Written by Lynn of Cookie Baker Lynn
The schools that I attended had the option of a hot lunch you could purchase or you could bring your own lunch. I was a brown bagger. Not only was it cheaper to BYOL, but the food was generally less nasty. As a small child my mother would pack my lunch, but as I got older and her life got busier, I got the memo to make my own lunch.
Because I’m a last minute kind of person (don’t believe me? Ask my editor!), invariably my lunch would consist of a peanut butter and jam sandwich and a piece of fruit. PB &J was the quickest, easiest sandwich to make, so that’s what I lived on during the school year.
Oddly, this unadulterated peanut-butter-based diet didn’t make me loathe peanut butter. I went through collage eating PB &J’s, sent my husband off to work with PB&J’s, and proceeded to raise a new generation on peanut butter.
Today’s kids bagging their own lunches, or their moms doing it for them, face a new challenge. Because of the increasing number and severity of peanut allergies, many schools are banning peanut butter. For the peanut-challenged, this can be a literal life-saver, but for the harried moms trying to throw together a quick, nutritious lunch, it presents an early morning crisis.

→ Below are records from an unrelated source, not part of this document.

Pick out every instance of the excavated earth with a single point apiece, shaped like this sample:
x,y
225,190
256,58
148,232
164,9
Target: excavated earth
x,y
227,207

But a crisis can just be an opportunity in disguise. In this case it’s the opportunity to explore the world of other nuts available out there. All nutritious, in their own ways delicious, and each with their own characteristics. Once you start making your own nut butters, you’ll find it’s fun and addictive.
ALL photos by Lynn Craig
Tips for making nut butters
- Working with a food processor to make your nut butter will give a grainier product while an industrial strength blender will give a smoother, creamier product. In the recipe below, I give direction for making nut butters with a food processor. (If you happen to have a Vitamix (or other super-strength blender), go to my website and check out my recipe for gourmet nut butter made with that appliance.)
- When making nut butters, always choose fresh nuts and store them in the freezer until ready to use. Nuts are high in natural oils and can go rancid when stored at room temperature.

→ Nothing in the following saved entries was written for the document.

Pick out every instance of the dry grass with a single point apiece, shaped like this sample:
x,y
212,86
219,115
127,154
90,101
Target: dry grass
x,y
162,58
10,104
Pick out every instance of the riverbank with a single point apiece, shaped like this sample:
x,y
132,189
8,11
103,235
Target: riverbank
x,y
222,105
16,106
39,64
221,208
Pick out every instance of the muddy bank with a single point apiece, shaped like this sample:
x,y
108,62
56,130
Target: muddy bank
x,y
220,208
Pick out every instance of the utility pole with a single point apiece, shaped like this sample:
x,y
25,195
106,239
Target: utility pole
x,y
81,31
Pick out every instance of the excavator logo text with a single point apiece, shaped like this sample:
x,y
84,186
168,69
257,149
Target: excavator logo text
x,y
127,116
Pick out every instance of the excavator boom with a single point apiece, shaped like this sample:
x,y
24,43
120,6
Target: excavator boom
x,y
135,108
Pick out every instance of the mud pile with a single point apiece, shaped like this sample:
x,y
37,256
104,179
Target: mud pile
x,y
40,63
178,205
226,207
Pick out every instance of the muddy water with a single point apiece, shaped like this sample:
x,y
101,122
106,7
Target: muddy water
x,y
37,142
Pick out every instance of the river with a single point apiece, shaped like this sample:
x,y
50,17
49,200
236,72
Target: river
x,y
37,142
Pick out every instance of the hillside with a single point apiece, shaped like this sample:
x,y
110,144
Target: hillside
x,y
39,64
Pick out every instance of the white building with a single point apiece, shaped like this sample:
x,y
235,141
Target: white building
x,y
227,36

- I’ve made nut butter with roasted and unroasted nuts, both work well. Don’t use salted or seasoned nuts, though. With plain nuts you can control the amount of salt, sugar, or seasonings that go into your nut butter.
- Some nuts (macadamia, cashew, Brazil to name a few) are very high in natural oils and will result in a runnier product than other nuts. The nut butter will firm up in the refrigerator.

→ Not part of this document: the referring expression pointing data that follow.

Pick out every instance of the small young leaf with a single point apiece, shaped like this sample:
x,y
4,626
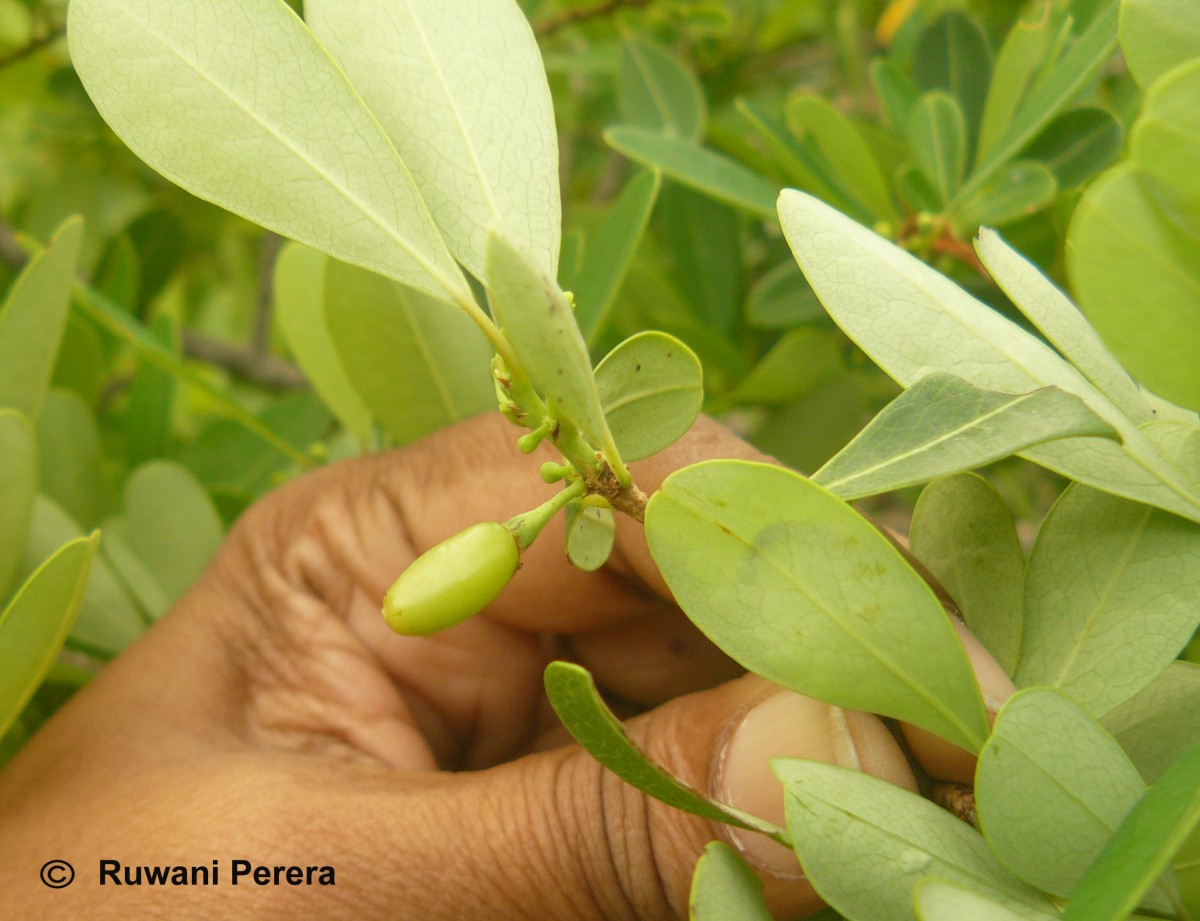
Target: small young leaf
x,y
652,389
611,250
700,168
942,425
460,88
1110,597
725,889
589,536
538,320
964,534
657,90
864,843
1051,788
574,696
797,587
1143,847
36,621
1161,722
33,318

- If your nut butter looks too firm to you, you might add a bit of nut oil to get the desired consistency.
In praise of walnuts
I used walnuts for this recipe. Walnuts are a delicious source of Omega-3 essential fatty acids, which the body cannot manufacture. A quarter cup of walnuts provides 90% of the recommended daily allowance of these protective fats.
What’s the deal with Omega-3’s?
In case you’ve heard the buzz about Omega-3’s, but have no idea why you need them, they
- promote better cognitive function (better learning, higher test scores!)
- have anti-inflammatory benefits helpful for sufferers of asthma, rheumatoid arthritis, eczema and psoriasis
And walnuts are also great because…?
As well as Omega-3’s, walnuts contain ellagic acid that
- supports the immune system (beat the cold and flu season!)
- has anticancer properties
Walnuts are also very high in protein (way to grow!).
Good news for the moms at home eating nut butter
- walnuts are a good source of fiber
- they are high in beneficial polyunsaturated fats which lower harmful LDL cholesterol
- and are also a good source of folic acid, important for the mom trying to become a mommy again.
And for women of all ages, those healthy fats are important for the production of sex hormones (which aren’t just about sex – there are estrogen and progesterone receptors on cells throughout the body, including the brain!).
So, now that I’ve sold you on nut butters as health food, let’s get started!
Cinnamon Walnut Butter
- 3 cups walnuts
- 1/2 tsp cinnamon
- generous pinch of salt
- Sprinkling of Stevia extract
- Place the walnuts in the work bowl of a food processor fitted with the regular cutting blade. Process the nuts. After about 30 seconds it will begin to resemble graham cracker crumbs. After about 45 seconds stop the machine and scrape down the sides of the bowl.
- Continue processing. After about 1-1/2 minutes, the ground nuts will come together into a ball. Taste the nut butter and add the seasonings, adjusting as you see fit. Some people like a sweeter or a saltier product. Make it the way you like it.
- Pulse the nut butter, taste, adjust the seasonings if needed, and pulse until it reaches the desired consistency.
- Store your nut butter covered (recycling a glass jar works for me) in the refrigerator.
After you’ve made your first batch of nut butter, have fun and play with nut combinations and flavors.
What’s your favorite nut and what flavoring would you pair with it?